State laws are the primary source of potential identity-theft liability for employers. "State laws in this area are a patchwork collection and are neither uniform nor completely consistent," Fowler said.

California and Massachusetts have been more active than other states in passing data privacy legislation, but virtually all of the states have data breach notification laws at this point, he noted.

These state laws can impose additional requirements and restrictions on how employers use, store and transmit employee information, Story said.

A recent trend in state law is to expand the definition of "personal information." For example, new laws in Maryland and Delaware have broadened the types of protected personal data to include personal health information, biometric data, passport numbers and more.

Arizona has statutes explicitly limiting the manner and extent to which businesses may require and transmit personally identifying information, Story said.

Best Practices

The first thing employers should do is establish, publish and enforce clear policies and procedures concerning storage, use and access to sensitive information, Story suggested. "It should be clear to the organization that personnel data and, in particular, those records containing sensitive information are confidential and that unauthorized access, use or disclosure of that information is strictly prohibited."

Hard-copy records should be maintained in a secure—preferably locked—location. If information and records are maintained electronically, appropriate measures should be put in place to ensure data security, such as password protection and data encryption. "Access to this kind of data and information—including the locations where it is stored—should be limited to persons who have a legitimate need to use and access that information," Story added.

She noted that employers should adhere to a strict record retention schedule.
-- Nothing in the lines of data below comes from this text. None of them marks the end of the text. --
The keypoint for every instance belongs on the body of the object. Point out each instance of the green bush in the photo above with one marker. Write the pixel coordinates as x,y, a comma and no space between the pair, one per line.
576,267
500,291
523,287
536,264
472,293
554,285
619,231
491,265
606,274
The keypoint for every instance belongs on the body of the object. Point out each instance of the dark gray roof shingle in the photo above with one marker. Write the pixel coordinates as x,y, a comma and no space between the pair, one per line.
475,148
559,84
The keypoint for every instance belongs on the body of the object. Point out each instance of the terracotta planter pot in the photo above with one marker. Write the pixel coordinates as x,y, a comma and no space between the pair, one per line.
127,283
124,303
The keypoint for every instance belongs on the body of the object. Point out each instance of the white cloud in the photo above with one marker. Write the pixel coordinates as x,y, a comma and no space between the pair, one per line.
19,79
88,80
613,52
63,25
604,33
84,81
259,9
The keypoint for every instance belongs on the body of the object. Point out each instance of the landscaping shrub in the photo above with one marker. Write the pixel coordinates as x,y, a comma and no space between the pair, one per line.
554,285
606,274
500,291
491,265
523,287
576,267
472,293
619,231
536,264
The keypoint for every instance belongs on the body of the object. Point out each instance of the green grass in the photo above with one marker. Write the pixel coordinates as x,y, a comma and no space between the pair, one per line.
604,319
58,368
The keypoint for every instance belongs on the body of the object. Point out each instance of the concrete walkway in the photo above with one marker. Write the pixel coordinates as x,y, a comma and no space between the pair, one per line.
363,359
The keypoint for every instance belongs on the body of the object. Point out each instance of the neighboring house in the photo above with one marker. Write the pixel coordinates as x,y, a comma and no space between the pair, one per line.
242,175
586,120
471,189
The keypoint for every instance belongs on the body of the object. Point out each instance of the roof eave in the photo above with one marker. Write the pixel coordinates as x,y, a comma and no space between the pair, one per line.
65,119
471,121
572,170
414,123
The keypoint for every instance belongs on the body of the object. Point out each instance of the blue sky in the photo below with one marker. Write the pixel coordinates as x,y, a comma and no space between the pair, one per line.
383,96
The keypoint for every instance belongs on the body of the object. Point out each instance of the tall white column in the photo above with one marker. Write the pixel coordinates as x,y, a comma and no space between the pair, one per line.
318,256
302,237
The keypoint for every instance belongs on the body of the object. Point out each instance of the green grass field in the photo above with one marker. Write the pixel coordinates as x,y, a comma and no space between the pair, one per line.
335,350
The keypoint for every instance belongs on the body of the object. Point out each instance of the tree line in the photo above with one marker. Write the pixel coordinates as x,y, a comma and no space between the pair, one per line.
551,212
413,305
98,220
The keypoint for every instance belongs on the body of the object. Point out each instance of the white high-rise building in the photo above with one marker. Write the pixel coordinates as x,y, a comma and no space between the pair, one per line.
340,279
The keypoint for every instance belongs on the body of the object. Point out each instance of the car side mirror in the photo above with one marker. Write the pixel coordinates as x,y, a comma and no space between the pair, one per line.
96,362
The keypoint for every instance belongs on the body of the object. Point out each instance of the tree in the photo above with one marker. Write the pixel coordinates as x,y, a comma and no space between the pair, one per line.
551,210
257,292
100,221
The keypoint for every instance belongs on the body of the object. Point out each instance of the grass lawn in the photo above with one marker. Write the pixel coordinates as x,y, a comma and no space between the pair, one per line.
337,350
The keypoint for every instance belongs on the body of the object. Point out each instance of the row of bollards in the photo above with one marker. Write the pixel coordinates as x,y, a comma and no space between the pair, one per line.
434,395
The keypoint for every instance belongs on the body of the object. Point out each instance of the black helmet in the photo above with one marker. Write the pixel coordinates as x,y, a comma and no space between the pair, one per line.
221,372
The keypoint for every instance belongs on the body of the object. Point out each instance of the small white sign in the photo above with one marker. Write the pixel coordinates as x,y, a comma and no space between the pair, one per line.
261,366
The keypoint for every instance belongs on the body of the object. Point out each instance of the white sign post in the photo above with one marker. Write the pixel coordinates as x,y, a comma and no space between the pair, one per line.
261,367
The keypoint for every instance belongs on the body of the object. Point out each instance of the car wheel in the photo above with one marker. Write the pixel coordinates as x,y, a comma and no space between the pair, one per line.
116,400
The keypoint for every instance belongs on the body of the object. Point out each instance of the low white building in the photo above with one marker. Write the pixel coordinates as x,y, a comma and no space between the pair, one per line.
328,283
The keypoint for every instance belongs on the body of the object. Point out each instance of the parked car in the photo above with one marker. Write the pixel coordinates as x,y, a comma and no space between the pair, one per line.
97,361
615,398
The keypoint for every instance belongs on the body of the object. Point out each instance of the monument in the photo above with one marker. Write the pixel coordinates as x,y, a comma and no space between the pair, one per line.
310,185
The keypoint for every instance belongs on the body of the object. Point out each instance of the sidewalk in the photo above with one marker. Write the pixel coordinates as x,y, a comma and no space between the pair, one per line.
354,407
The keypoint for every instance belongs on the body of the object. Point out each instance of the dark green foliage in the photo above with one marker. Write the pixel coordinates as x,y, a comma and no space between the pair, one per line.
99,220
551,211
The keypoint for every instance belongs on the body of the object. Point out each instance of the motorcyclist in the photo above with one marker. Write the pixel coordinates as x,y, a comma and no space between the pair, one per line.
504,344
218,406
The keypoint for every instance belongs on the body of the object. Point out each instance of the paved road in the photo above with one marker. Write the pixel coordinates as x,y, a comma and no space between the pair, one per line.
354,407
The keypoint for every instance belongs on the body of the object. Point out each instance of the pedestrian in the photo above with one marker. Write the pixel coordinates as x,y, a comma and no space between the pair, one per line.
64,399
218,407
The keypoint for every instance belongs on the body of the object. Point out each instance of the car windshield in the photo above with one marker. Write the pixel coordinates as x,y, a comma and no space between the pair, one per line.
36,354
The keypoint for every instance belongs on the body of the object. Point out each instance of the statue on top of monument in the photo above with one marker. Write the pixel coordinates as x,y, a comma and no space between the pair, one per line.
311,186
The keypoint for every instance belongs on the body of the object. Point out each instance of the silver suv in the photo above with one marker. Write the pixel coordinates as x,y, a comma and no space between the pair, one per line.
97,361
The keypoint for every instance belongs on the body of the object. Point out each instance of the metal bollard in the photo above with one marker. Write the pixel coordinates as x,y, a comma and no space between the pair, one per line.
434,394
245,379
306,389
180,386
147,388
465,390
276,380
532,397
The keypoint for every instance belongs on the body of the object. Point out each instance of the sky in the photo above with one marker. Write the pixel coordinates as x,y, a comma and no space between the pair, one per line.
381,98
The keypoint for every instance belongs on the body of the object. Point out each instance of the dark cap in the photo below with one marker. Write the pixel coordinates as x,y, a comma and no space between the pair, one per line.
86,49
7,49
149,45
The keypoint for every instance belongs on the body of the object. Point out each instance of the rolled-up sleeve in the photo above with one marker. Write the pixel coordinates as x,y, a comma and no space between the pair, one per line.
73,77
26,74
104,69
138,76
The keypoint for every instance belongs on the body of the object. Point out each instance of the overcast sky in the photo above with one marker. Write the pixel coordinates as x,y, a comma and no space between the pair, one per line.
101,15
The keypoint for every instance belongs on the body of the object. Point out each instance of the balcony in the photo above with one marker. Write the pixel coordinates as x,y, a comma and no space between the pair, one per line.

State and federal law may require preservation of certain types of records for prescribed periods. "Once those time periods expire, however, those records should be destroyed in order to limit and decrease the amount of sensitive data employers have on hand," she said.

"Hackers are creative, persistent and smart, and they will constantly probe companies to find weaknesses to exploit in cybersecurity, social engineering, physical security and administrative safeguards," Fowler said. "Data security should be viewed as an ongoing business risk that requires constant monitoring and management."